CROSS-REFERENCE TO RELATED APPLICATIONS
This application claims priority to the following commonly assigned provisional application entitled:
STATEMENT REGARDING FEDERALLY SPONSORED RESEARCH OR DEVELOPMENT
“A Dynamic Optimization and Specialization Tool,” Serial No. 60/212,223, filed Jun. 16, 2000, which is hereby incorporated by reference herein.
- BACKGROUND OF THE INVENTION
1. Field of the Invention
The present invention generally relates to dynamic, run-time optimization and translation of binary executables. More particularly, the invention relates to real-time debugging of components that copy or create new code in such optimization systems.
2. Background of the Invention
Improving run-time software application performance in microprocessor systems is an important means of improving processor throughput and execution speeds. While it is possible to optimize application executables at compile time (before the application is ever run by an end-user), such optimizations cannot account for all the possible variables that may affect run-time performance. A priori run-time optimization is difficult to predict and implement because most executable programs operate in varying systems with varying shared libraries and varying inputs. Thus, while these applications may be executed on high-performance computer systems and the executables may be optimized using a static optimizing compiler, true run-time optimization may still offer an additional measure of improved application performance.
As with any software program, a run-time optimizer may be debugged. However, unlike other software programs, a dynamic optimizer is particularly difficult to debug because each time a program is run, small differences in timing or machine load can cause a dynamic optimizer to produce different output. The optimizer may also start running an optimization at different places on different runs because of different timing situations. Thus, unlike conventional software programs, debug situations and start points for dynamic optimizer programs are almost never repeatable.

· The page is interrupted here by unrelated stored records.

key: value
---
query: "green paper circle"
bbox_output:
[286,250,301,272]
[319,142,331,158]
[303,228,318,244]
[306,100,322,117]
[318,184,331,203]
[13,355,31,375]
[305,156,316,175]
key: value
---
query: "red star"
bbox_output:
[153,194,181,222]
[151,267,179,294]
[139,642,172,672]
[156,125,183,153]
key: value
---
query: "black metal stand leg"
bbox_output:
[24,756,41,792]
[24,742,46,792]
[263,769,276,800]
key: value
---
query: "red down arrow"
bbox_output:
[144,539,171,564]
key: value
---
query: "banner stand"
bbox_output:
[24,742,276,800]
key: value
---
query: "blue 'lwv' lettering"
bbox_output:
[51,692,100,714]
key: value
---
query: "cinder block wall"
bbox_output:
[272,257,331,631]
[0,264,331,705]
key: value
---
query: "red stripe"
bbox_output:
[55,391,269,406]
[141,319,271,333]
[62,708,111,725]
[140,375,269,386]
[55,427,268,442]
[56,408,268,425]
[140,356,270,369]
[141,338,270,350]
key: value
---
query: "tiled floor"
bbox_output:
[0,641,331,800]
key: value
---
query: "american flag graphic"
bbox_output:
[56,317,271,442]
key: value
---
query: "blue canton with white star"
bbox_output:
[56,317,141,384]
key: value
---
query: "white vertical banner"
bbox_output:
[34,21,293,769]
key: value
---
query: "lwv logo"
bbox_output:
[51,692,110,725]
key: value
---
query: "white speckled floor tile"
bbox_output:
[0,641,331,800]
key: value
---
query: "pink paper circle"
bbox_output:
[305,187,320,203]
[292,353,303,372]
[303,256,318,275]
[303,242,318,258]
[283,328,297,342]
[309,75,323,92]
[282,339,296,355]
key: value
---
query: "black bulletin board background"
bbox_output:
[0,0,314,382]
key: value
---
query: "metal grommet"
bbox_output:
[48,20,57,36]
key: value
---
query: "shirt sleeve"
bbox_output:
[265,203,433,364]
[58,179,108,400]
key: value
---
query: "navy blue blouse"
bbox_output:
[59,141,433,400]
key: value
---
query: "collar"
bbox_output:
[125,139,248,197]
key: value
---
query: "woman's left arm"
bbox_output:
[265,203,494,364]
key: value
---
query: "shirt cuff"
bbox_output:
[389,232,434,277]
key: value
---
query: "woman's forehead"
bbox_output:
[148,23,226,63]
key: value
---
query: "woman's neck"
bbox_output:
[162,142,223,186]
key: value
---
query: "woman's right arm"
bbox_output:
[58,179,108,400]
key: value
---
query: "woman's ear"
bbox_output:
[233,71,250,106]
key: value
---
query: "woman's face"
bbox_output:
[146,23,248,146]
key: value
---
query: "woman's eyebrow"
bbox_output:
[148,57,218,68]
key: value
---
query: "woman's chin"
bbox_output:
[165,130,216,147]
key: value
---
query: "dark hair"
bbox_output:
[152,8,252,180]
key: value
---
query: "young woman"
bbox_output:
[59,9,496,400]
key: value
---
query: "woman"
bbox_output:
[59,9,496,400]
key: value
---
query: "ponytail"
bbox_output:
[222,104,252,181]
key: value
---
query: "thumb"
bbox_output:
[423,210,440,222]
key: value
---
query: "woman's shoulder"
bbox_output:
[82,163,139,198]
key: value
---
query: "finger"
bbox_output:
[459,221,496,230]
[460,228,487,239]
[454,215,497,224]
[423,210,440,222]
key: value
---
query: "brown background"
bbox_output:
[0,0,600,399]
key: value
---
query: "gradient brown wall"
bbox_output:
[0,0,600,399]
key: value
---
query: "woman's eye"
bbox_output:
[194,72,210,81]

Another problem with debugging dynamic optimizers has to do with one particular function of the optimizer. Ideally, a dynamic optimizer will analyze a frequently executed path of executable program code and determine if that path can be optimized by taking advantage of invariance or pseudo-invariance of instructions within that path. More specifically, the optimizer will often invoke an interpreter that interprets the instructions in a program path and provides the results of the interpretation to the optimizer. The optimizer will then analyze the results and determine, among other things, if instructions in the program path are pseudo-invariant. An instruction is invariant or constant if it produces the same output value every time it is executed. An instruction is pseudo-invariant if it is invariant or if it produces a limited set of output values almost every time it is executed. An optimizer may advantageously use this pseudo-invariance information to calculate values for variables and instructions ahead of time and substitute a translated, less costly (in terms of system resources) series of instructions in place of the original program code. Thus, because the dynamic optimizer executes a code translation, the optimizer may also be referred to as a dynamic translator.
Within one execution of a program, a dynamic optimizer may rewrite or translate code multiple times. Thus, a given code sequence with an error may be overwritten by a subsequent code sequence and the exact nature of the error, the time the error was generated, and any possible reasons for the error may be lost. A post-processing debugger is therefore incapable of capturing real-time debug information and will not completely aid a software developer in debugging the dynamic optimizer.
One prior method used to debug dynamic optimizers involves a deterministic playback technique. In this method, an initial execution records the results of all decision points into a file. A decision point in a program is a point in a computer program where a decision determines the subsequent path. For example, an IF statement or a WHILE statement may qualify as a decision point. After the first execution records these decision points, a second execution then uses this information to remake the decisions once again. The results of the executions are compared and checked for discrepancies. This particular method is useful, but may be difficult to employ if the dynamic optimizer uses multiple threads or if the decision points are difficult to locate. This method is also problematic in that it only checks end results and is not capable of checking intermediate interpreter results or intermediate translations. In general, this method is also complex to implement.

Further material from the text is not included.